It's not easy, especially as you have to encapsulate the unique and sparkling essence of your soul in only a few words. At around pounds 40 a throw, this is an exercise that demands a cunning and creative strategy. As a devoted student of the genre, let me offer a few tips for would-be punters.

First, know your readers. The class war is still happening. Ladies and gentlemen do not read the Independent, but men and women do. Gentlemen looking for women and ladies seeking men, therefore, are heading for the wastepaper basket.

In any case, ladies and gentlemen are not the sort of people who are going to indulge in a spot of sofa-bonking, even if they have read a book, visited an art gallery or gone to the theatre beforehand. If it is gentility you're looking for, try the Lady.

Avoid short cuts. GSOH may save money and space, but the woman who said she was looking for a 'bit of meaningful legover' displayed something far more important - real wit. For the same reason, avoid this WLTM thing. Of course you would. That's why you're advertising.
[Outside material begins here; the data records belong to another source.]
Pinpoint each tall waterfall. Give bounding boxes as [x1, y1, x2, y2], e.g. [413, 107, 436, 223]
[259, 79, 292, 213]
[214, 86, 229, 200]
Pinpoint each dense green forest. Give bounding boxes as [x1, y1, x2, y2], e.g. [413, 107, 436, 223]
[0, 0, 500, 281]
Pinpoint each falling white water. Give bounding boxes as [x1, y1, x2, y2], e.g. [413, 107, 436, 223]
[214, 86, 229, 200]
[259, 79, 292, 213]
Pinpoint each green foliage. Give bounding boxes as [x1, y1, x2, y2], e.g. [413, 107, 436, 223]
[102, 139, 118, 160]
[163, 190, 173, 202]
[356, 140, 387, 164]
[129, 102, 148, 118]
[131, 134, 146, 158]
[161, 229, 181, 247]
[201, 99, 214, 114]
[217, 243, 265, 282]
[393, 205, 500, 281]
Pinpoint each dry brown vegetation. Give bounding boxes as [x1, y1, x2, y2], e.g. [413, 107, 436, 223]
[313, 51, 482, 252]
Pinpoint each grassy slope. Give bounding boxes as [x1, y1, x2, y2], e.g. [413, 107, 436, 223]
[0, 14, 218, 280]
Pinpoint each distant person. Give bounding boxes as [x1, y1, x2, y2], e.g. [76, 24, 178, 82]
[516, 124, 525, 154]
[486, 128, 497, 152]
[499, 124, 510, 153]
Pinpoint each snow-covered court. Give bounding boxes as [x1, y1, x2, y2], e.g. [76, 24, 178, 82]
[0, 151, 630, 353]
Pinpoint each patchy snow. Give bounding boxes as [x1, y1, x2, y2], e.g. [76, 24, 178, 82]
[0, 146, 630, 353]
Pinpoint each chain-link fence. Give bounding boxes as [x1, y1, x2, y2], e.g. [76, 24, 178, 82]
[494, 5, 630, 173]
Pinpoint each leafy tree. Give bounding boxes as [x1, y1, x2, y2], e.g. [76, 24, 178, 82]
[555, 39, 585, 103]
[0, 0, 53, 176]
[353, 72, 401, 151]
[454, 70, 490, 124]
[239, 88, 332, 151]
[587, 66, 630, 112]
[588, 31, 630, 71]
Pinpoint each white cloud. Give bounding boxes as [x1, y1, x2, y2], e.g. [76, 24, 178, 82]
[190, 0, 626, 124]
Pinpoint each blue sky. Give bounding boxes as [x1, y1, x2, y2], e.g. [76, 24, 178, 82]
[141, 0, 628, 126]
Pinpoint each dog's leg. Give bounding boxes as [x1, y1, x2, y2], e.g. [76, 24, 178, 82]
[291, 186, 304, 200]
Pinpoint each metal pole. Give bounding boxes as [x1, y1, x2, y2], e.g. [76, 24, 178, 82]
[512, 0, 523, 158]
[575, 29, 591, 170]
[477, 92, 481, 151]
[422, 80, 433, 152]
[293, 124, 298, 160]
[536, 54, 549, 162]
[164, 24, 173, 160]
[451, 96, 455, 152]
Don't be afraid to state your preferences. The man who wrote 'lipstick essential' was doing possible respondents a favour: what he actually meant was that no earthy slags, drifting through life in a sandalwood fug wearing handwoven sandals occupying a tree overlooking a threatened badger sett and living on a diet of tofu need apply. And all in two words.

And men, a special word of warning: your independent woman may be looking for a friend in life, but not necessarily for life. Avoid references to phrases such as 'long-term', 'children' or 'future togetherness'. For one thing, the woman you hope will read your ad may have enough children already.

For another, she may have her own house, and the prospect of having to share it with someone forever may not be hugely tempting. So keep it light. Leave the door open behind you. Remember - two houses can be better fun than one.

Please don't say that you are sensuous/cultured/charming. If you feel the need to say it, you probably aren't. However, you will probably be a whole host of

other things that are far more interesting.

Work hard on this one - go for the image. Do you like doing things with feather dusters, for instance, or reading Auden in the bath while sipping a glass of Antiguan rum? If you do, then for heaven's sake, say so.

Avoid the word 'discreet'. It means only one thing: borrowing a friend's flat in the afternoon and they've left itchy, dirty sheets on the bed, or driving to a crummy pub on the other side of town so no one will recognise the car, then having to cancel because it's parents' evening.

Don't tie yourself to one geographic area. Love knows no bounds, and if it's adventure you're looking for, be prepared to travel. Away-days have more to offer than stay-at-home days. Remember all those soft-focus British Rail adverts?

But now it's time to write yours. Pick up the pen, call down the Muse - you have nothing to lose but your heart.